Игнатий попятился. Про кресло для экзекуций, опускаемое и подымаемое через отверстие в полу тайной комнаты, соединенной с кабинетом Шешковского, было ему известно доподлинно.
– Ладно, не вешай носа. Грамоте знаешь?
– Чтению обучился. Письму – не сумел.
– Держи лист из дела. Прочитай сколько-нибудь вслух.
Шевельнув рыжими волохатыми бровями и не решаясь откашляться, Игнатий, сипя, прочитал:
– Дело за нумером 2630. «Об Иване Тревогине… распускавшем про себя в городе Париже нелепые слухи…»
– Париж – городишко французский. Сперва французы слухам тем не верили. А недавно – как взбеленились! Снаряжают отряд. Искать на острове Борнео указанное Ванькой Офирское царство. Чти далее.
– «…по делу Ивана Тревогина, доставленного из Парижа в Санкт-Петербург в сопровождении тайного агента господина Обрескова, а также инспектора французской полиции мосье Ланпре, и определенного в Петропавловскую крепость, прочитав все его гистории и сказки, государыня повелела: «Выпустить секретного арестанта Тревогина…» Тут пропуск!
– Так надо. Чти далее. – Голос Шешковского стал сух невыносимо.
– «…а как в смирительном доме вел себя Тревогин подобающе, то, продержав его там еще с полгода, отдать в Тобольский полк солдатом, под особый надзор».
– Сам я Ваньке про этот указ недавно и рассказал. Обрадовал подлеца. А он – возьми да и выпусти птицу!
– Тут дело ясное. Упекут Ваньку в Тобольск, навряд ли назад вернется. И скворец в Сибири пропадет. Вот Ванька и решил: дескать, сам сгину, так хоть птицу в Москву отправлю.

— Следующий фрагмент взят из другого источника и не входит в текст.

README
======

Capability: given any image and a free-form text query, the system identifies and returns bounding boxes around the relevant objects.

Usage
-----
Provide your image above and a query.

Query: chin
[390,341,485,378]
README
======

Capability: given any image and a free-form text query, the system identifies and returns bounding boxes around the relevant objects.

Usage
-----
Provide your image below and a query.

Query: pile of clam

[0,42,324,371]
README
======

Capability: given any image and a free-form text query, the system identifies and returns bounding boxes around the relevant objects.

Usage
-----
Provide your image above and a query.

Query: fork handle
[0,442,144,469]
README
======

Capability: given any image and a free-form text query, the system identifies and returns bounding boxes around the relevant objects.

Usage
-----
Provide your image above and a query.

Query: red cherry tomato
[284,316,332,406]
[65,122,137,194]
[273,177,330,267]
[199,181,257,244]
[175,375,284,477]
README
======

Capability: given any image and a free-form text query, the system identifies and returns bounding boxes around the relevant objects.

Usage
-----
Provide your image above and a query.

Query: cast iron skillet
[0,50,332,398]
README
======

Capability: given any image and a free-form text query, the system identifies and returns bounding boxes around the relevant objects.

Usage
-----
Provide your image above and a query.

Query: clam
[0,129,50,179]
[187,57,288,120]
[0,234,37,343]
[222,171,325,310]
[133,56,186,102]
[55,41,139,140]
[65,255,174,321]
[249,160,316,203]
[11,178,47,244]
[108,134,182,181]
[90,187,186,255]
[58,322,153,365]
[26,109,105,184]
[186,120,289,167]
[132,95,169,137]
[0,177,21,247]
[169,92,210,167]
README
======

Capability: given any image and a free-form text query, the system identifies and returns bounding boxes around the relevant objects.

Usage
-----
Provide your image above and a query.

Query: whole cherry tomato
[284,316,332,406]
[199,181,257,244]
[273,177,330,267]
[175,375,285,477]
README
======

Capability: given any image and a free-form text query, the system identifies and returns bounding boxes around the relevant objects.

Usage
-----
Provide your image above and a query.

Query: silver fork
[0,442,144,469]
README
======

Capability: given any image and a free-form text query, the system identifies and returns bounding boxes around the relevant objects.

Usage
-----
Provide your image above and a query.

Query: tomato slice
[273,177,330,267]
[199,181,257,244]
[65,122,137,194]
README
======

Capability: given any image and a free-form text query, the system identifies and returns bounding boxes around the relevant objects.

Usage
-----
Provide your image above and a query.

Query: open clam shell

– Дурак! Ванька сгинет – записки его останутся. Матушка-государыня уничтожать их не велела. Для истории, сказала, сгодятся. А тут еще скворец ученый… Что он про наши времена и про государыню болтать станет, ежели Голосов овраг и расселина взаправду с иными временами соединяются? Так что ноги в руки – и в Москву! Листки эти сжуй и проглоти. Для тебя одного с дела копию сняли. Савве и Акимке про тайный смысл дела – ни словечка!
Степан Иванович бережно опустил себя в кресла.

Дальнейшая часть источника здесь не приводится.